La Pologne apparaît surtout comme incontournable pour réaliser l’objectif français d’une plus grande autonomie stratégique européenne. En effet, la Pologne consacre actuellement 4.7% de son PIB à la Défense et possède déjà le plus grand nombre de militaires actifs de l’UE avec 202 000 soldats (c’est-à-dire sans compter les réservistes) dépassant ainsi légèrement la France (200 000 militaires actifs) malgré une population inférieure de 40%. La France a aussi intérêt à investir le marché de la Défense polonais tout en essayant de diminuer l’influence américaine jusqu’ici prépondérante en Pologne. Par ailleurs, la Pologne envisage de rejoindre les projets franco-allemands d’avions de chasse et de chars de combat.
Pour la Pologne, la perspective d’une extension du parapluie nucléaire français représente d’abord une garantie de sécurité précieuse face au voisin russe et à l’isolationnisme états-unien croissant. Parallèlement, la France est un allié essentiel dans le contexte européen, que ce soit au niveau politique au sein des institutions européennes ou au niveau économique et scientifique.

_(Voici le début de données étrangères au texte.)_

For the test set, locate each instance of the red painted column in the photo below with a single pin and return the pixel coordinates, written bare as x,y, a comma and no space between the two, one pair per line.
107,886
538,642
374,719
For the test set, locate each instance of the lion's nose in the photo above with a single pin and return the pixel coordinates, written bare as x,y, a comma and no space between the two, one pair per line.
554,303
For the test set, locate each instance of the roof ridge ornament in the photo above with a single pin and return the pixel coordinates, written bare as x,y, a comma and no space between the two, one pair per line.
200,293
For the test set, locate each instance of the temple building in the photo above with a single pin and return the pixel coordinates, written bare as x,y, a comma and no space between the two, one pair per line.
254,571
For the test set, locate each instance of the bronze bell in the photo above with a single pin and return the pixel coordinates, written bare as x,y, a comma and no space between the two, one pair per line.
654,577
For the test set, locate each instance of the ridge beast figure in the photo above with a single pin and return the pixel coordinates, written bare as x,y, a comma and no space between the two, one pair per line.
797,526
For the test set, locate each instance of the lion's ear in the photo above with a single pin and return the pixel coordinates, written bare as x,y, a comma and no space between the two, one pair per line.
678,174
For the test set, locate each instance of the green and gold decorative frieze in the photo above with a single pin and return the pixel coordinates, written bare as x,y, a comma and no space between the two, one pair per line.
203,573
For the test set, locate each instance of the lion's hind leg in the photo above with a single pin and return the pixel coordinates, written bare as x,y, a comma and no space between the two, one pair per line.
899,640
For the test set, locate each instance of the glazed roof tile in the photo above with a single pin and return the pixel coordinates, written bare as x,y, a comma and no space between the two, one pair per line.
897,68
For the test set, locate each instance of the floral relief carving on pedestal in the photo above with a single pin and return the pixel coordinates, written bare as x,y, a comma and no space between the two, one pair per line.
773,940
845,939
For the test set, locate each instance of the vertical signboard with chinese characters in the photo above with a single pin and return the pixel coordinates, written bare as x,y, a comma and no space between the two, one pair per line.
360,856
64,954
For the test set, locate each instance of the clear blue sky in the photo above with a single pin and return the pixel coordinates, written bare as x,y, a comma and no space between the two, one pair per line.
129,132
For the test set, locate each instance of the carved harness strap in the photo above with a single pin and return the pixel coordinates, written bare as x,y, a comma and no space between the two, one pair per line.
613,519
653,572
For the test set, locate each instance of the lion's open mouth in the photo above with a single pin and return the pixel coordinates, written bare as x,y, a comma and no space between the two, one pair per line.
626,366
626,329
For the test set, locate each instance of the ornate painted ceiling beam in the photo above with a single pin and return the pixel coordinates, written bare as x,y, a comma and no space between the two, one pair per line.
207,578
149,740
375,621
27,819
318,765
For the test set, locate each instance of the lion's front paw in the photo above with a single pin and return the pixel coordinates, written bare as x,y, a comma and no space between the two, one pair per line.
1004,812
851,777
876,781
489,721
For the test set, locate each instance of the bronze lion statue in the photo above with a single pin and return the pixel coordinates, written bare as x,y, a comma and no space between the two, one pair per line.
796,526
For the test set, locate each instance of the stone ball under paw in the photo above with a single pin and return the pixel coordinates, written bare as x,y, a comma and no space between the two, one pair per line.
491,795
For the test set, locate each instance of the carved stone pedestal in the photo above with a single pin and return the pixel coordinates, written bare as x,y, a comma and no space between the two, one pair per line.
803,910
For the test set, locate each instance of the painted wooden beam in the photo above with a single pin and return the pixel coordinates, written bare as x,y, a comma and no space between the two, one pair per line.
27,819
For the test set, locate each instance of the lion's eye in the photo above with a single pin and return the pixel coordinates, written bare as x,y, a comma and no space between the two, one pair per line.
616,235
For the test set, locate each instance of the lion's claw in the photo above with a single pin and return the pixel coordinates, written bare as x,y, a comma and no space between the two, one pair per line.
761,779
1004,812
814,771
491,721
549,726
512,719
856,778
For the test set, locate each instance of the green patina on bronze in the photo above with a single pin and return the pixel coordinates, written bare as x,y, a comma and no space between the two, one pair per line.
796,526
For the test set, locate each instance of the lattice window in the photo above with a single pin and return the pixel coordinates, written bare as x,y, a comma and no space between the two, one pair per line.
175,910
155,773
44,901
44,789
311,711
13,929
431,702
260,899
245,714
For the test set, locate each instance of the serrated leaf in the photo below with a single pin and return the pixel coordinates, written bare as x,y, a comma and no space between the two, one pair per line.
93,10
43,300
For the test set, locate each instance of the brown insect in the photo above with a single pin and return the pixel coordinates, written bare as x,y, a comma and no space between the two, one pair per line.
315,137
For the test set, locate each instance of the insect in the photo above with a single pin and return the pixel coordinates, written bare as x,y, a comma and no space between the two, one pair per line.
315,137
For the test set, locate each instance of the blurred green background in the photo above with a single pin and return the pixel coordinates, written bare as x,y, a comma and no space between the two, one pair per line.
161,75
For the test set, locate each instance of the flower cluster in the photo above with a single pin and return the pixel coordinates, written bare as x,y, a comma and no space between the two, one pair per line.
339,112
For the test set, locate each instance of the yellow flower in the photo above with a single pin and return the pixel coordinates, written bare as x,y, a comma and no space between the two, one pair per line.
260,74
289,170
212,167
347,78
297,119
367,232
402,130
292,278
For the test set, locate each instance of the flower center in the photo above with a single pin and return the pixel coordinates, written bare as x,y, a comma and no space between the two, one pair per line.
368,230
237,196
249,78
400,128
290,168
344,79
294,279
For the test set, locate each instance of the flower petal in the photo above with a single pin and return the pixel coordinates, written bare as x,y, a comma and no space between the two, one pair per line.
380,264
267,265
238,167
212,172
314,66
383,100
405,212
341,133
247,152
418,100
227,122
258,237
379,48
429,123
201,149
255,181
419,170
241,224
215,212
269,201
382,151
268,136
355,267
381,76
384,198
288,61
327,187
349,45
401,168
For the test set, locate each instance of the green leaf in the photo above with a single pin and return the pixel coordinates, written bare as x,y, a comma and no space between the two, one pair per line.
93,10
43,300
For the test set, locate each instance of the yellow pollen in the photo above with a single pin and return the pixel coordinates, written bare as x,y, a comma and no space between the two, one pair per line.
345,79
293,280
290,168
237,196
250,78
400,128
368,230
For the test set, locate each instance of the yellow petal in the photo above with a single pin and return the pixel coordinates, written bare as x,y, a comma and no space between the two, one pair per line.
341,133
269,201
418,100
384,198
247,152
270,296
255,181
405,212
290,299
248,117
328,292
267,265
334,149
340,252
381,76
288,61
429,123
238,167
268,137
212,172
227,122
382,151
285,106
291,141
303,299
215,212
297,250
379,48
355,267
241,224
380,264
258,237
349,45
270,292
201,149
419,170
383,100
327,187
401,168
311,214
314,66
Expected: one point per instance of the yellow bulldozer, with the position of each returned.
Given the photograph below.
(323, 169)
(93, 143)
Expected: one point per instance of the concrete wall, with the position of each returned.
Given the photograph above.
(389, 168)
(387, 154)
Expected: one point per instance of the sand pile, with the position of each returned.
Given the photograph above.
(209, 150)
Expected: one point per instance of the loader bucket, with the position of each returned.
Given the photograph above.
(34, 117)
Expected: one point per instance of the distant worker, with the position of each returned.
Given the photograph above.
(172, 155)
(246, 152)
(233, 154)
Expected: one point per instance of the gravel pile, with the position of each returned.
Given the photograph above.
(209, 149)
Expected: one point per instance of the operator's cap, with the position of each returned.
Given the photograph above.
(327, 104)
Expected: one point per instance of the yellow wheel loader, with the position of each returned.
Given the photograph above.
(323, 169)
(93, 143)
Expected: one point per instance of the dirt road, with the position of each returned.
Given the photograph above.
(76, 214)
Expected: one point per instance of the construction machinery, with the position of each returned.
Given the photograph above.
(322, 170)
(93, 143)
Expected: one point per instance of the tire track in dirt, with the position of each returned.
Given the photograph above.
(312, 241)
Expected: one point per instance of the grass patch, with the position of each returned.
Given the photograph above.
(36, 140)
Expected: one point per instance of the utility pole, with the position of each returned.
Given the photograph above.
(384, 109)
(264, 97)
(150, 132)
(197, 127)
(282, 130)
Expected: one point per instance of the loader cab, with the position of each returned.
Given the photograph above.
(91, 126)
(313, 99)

Cependant, les liens avec l’Allemagne restent plus étroits. Depuis le traité de bon voisinage et de coopération amicale de 1991, les relations migratoires, leur voisinage et leur interdépendance économique forte lient intensément les deux pays. Le chancelier Merz s’est rendu à Varsovie dans la foulée de sa première visite officielle à Paris pour souligner sa volonté de s’engager « avec force » en faveur d’un « partenariat étroit entre l’Allemagne et la Pologne pour contribuer à assurer la croissance et la prospérité de l’Europe« .
Le traité franco-polonais, conclu dans un moment géopolitique inédit, marqué par la guerre en Ukraine, pourrait marquer une nouvelle étape à la fois pour la relation franco-polonaise et pour la construction d’une souveraineté européenne. Néanmoins, pour devenir plus qu’un symbole, sa portée réelle dépendra de sa capacité à résister aux aléas politiques nationaux. Sa valeur ajoutée dépendra aussi de l’évolution de la relation trilatérale franco-germano-polonaise et de l’intégration européenne, en particulier dans le domaine de la Défense.
Félicitations Max Hornung (ce nom m’est familier) pour cette excellente analyse, sur le front de la coopération franco polonaise
Au lieu d’une alliance avec la Pologne contre la Russie on ferait mieux de s’entendre avec les Russes. Ils sont francophiles et les domaines de coopération / complémentarité sont infinis.
Historiquement, ils ont toujours été nos alliés et de Gaulle ne s’y était pas trompé avec sa politique du non-alignement. Prenons ce qui est bon et possible de chaque côté au lieu de prendre part à la rivalité entre Anglo-Saxons et Russes. Malheureusement, l’UE est prise en otage par les russophobes hystériques, la Kallas en tête (et le Tusk juste après).
Tout n’est pas perdu: certains Est-Européens commencent à changer d’optique et je ne doute pas qu’ils finiront par provoquer l’effondrement de l’UE comme ils ont provoqué celui de l’URSS… pour se rallier à la Chine ou à la Russie ou à quelque autre puissance devenue plus riche que son ancien veau d’or, l’UE.